Prolog

91 6 7
                                    

Blondwłosa, szesnastoletnia dziewczyma przemierzała ulice swojego rodzinnego miasta z parasolką w ręce. Szybki stukot jej grubych obcasów mieszał się z dźwiękiem spadającego deszczu. Gdyby nie to, że spóźniła się na autobus, teraz byłaby już w domu i brała gorącą kąpiel, o której marzyła, odkąd wyszła z mieszkania swojej przyjaciółki. Skręcając w lewo przyspieszyła kroku, coraz bardziej odczuwając chłód. Pech chciał, że najkrótsza droga do domu Oli prowadziła przez jedną z ciemniejszych dzielnic. Odetchnęła głęboko i postawiła pierwszy krok na chodniku, który prowadził do jej celu. Zawiał mocniejszy wiatr, który rozwijał jej włosy na wszystkie możliwe strony, w tym zasłaniając jej pole widzenia. Poczuła, że na kogoś wpadła i upuściła swoją parasolkę. Od razu odgarnęła włosy z twarzy, chcąc zobaczyć, komu jest winna przeprosiny.

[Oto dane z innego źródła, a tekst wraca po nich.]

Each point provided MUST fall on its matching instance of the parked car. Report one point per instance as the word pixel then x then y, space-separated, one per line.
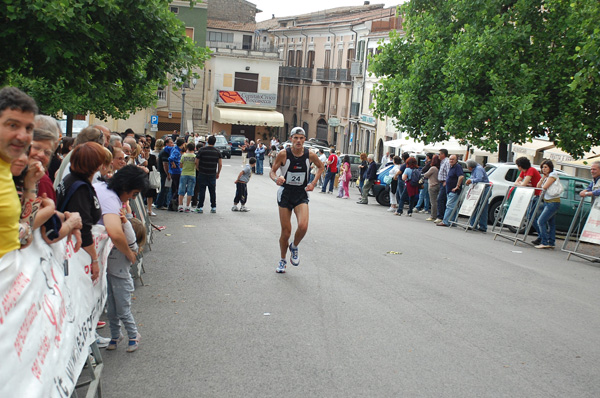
pixel 236 142
pixel 503 175
pixel 223 146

Podniosła głowę i ujrzała mężczyznę w wieku mniej więcej trzydziestu lat. Miał może ze 185 centymetrów wzrostu, bladą cerę, czarne włosy do ramion, szare oczy i lekki, lecz dobrze widoczny zarost. Pod prawym okiem miał sporej wielkości bliznę. Ubrany był w czarne spodnie, granatową kurtkę, a na głowie miał czarny kaptur, najprawdopodobniej od bluzy. Ręce trzymał z kieszeniach spodni. Błądził wzrokiem bo całym ciele niebieskookiej, przez co poczuła się dość niezręcznie.
-Bardzo przepraszam, że na pana wpadłam. Zagapiłam się i... - Nie dokończyła, bo szarooki mężczyzna przysunął ją do siebie.
-Lepiej żebyś się nie pałętała sama o takiej porze, w takich miejscach, jak to. Mógłby cię ktoś porwać. Co byś wtedy zrobiła, hmm? - wymruczał wprot do jej ucha. Ola sprawnie mu się wyrwała i nie bacząc na nic, pędem ruszyła w stronę głównej ulicy, nie przejmując się zapomnianym przedmiotem chroniącym przed deszczem.
Wolała przejść dłuższą drogę, niż iść przez te ciemne uliczki i narażać się na cokolwiek. Żałowała, że wpadła na pomysł, aby iść tą dzielnicą.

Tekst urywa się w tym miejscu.